Viñedos Viejos por qué son tesoros enológicos

En el mundo del vino, no todo mejora con el tiempo. Pero cuando hablamos de viñedos viejos, el paso de los años es, en muchos casos, sinónimo de calidad, carácter y profundidad.

En la Ribera del Duero, los viñedos viejos son un legado vivo. Cepas retorcidas, de raíces profundas, que resisten el clima extremo y ofrecen uvas escasas, pero intensas. Y de esas uvas nacen vinos que no solo saben bien, sino que cuentan una historia. Historias que, en Bodegas Virtus, empezamos a escuchar desde la raíz.

¿Qué hace valiosos a los viñedos viejos?

En el vino, tampoco todo lo viejo es lo mejor. Pero cuando una viña vieja ha sido bien cuidada durante décadas, lo que produce tiene un carácter inimitable. Las cepas también tienen memoria.

Hablar de viñedos viejos no es solo hablar de edad. No basta con que una cepa cumpla 35 años o más. Lo que realmente importa es su sistema radicular, su adaptación al entorno, su historia de manejo y la expresión que transmite en el vino.

En Bodegas Virtus cultivamos viñedos viejos de entre 35 y 80 años, algunas incluso centenarias, plantadas en vaso. Parcelas que, lejos de seguir modas, han resistido el abandono y siguen dando frutos de una calidad excepcional.

¿Qué hace valiosos a los viñedos viejos_
Viñedos viejos que cuentan una historia

Menos uvas, más alma

Los viñedos viejos producen menos cantidad, pero lo que ofrecen es puro carácter, ese que buscamos especialmente en nuestros vinos de la gama Virtus, nuestros caballos ganadores de la Ribera del Duero.

Gracias a sus raíces profundas, acceden a capas del suelo que las más jóvenes aún no conocen.

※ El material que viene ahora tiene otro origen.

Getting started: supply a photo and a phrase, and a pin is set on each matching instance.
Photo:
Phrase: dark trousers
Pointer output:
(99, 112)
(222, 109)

Esto les permite soportar mejor las sequías, autorregularse y concentrar lo mejor en cada baya.

Sus uvas suelen ser de tamaño pequeño, intensas, equilibradas. Con mayor concentración de azúcares, polifenoles y aromas. En manos expertas, como las de nuestro enólogo Ernesto Peña, dan vinos complejos y de larga guarda, verdaderas joyas nacidas de los viñedos viejos.

El cómo, lo es todo

La edad no lo es todo. Cómo se trabaja es fundamental. Por eso, en Bodegas Virtus no dejamos nada al azar.

Vendimiamos a mano, racimo a racimo. Seleccionamos grano a grano. Vinificamos cada parcela por separado. Utilizamos levaduras autóctonas. Y, por supuesto, aplicamos técnicas de viticultura sostenible y ecológica, incluso bajo principios biodinámicos.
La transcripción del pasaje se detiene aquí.